Pour la camorra, mafia locale de Naples, la publication de Gomorra avait tout du coup de projecteur mal venu. Mais la lumière jetée sur leurs exactions est devenue carrément gênante quand le livre a été traduit dans 42 de langues et s'est vendu à quelques millions d'exemplaires. Une adaptation cinématographique en 2008, distinguée par un Grand Prix à Cannes et une nomination aux Césars et aux Golden Globes, n'a pas vraiment arrangé l'affaire. 


 

Roberto Saviano en 2007 (photo : Wikipédia)

 

C'est ainsi que la tête de Roberto Saviano fut mise à prix, dès 2006, par les têtes pensantes de la mafia italienne. En 2008, la mafia napolitaine a placé un « contrat » sur l'écrivain, réclamant son exécution avant Noël. Le clan Casalesi, particulièrement redoutable, était en première ligne : « Ce livre a foutu le bazar » racontait alors un repenti aux policiers italiens.

 

Quatre années plus tard, la mafia ne laisse pas plus de répit à l'auteur, qui le leur rend bien : son dernier livre, Le combat continue - Résister à la Mafia et à la corruption, publié en France par Robert Laffont, est un recueil de textes écrits pour une émission de « télévision citoyenne » présentée par Saviano.

 

La médiatisation autour de l'écrivain est toujours aussi soutenue, et l'on se gardera bien de lui reprocher de l'utiliser comme une tribune.
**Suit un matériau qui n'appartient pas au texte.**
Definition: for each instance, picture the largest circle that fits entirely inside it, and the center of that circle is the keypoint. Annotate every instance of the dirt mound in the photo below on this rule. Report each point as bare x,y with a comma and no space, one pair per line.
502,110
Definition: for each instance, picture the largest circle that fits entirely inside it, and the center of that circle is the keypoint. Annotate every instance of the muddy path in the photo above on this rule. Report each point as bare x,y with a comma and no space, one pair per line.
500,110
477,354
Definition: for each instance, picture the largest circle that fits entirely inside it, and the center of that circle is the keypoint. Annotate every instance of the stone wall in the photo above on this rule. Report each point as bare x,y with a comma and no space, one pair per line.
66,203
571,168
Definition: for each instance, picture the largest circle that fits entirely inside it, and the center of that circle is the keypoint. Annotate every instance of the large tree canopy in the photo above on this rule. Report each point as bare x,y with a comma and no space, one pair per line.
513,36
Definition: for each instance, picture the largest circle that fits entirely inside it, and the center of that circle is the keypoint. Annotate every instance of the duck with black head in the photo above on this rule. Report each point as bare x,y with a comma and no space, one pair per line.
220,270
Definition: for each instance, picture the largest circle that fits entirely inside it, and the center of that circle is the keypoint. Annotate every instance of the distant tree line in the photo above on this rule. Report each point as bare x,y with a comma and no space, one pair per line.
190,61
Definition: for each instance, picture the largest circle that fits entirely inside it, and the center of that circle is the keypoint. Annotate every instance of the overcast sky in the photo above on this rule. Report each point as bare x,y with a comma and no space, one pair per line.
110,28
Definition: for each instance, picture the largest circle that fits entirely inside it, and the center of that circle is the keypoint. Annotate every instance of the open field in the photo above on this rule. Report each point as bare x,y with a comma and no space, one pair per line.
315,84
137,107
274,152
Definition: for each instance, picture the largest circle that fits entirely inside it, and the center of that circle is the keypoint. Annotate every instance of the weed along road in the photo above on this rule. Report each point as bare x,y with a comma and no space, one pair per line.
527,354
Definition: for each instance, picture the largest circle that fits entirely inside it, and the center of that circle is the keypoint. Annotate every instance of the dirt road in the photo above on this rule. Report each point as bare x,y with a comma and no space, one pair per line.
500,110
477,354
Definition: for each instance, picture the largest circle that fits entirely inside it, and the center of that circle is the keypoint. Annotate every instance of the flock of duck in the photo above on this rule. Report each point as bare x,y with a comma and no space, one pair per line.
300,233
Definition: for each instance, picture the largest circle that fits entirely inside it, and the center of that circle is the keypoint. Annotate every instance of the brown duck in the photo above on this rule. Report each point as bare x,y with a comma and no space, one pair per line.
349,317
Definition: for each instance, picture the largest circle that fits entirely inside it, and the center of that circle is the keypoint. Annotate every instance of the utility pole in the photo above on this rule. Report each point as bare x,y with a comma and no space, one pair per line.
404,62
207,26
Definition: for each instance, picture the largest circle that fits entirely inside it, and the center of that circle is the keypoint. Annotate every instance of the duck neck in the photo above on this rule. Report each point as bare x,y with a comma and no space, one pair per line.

Un documentaire réalisé par Élisa Mantin, Roberto Saviano, un écrivain menacé de mort par la Camorra, est diffusé ce soir sur Planète + et permet de mieux saisir le quotidien d'un homme qui dit vivre dans « l'isolement ».

 

Et si l'ancien président du Conseil Silvio Berlusconi l'a accusé de donner une image dégradante de l'Italie, c'est peut-être parce que Saviano s'attache désormais à mettre à jour les liens entre les gouvernements et la mafia mondiale, réclamant d'ailleurs la mise en place d'une loi anti-corruption. De passage sur France Info, l'écrivain n'a pas lésiné sur les affirmations : « La mafia en France est un problème qui est souvent refoulé. [...] Il n'y a pas qu'à Nice et Marseille qu'elle est présente. Il y a aussi Paris et le Nord qui sont touchés par le blanchiement d'argent. Ce sont des choses que la police connaît bien ».

 

L'écrivain a expliqué que la mafia française se distinguait de sa cousine italienne par son aspect plus « fluide », et il a déploré qu'aucun candidat à l'élection présidentielle n'évoque le « recyclage » et ses réseaux souterrains. Il a également souligné que la crise économique « profitait aux activités criminelles ».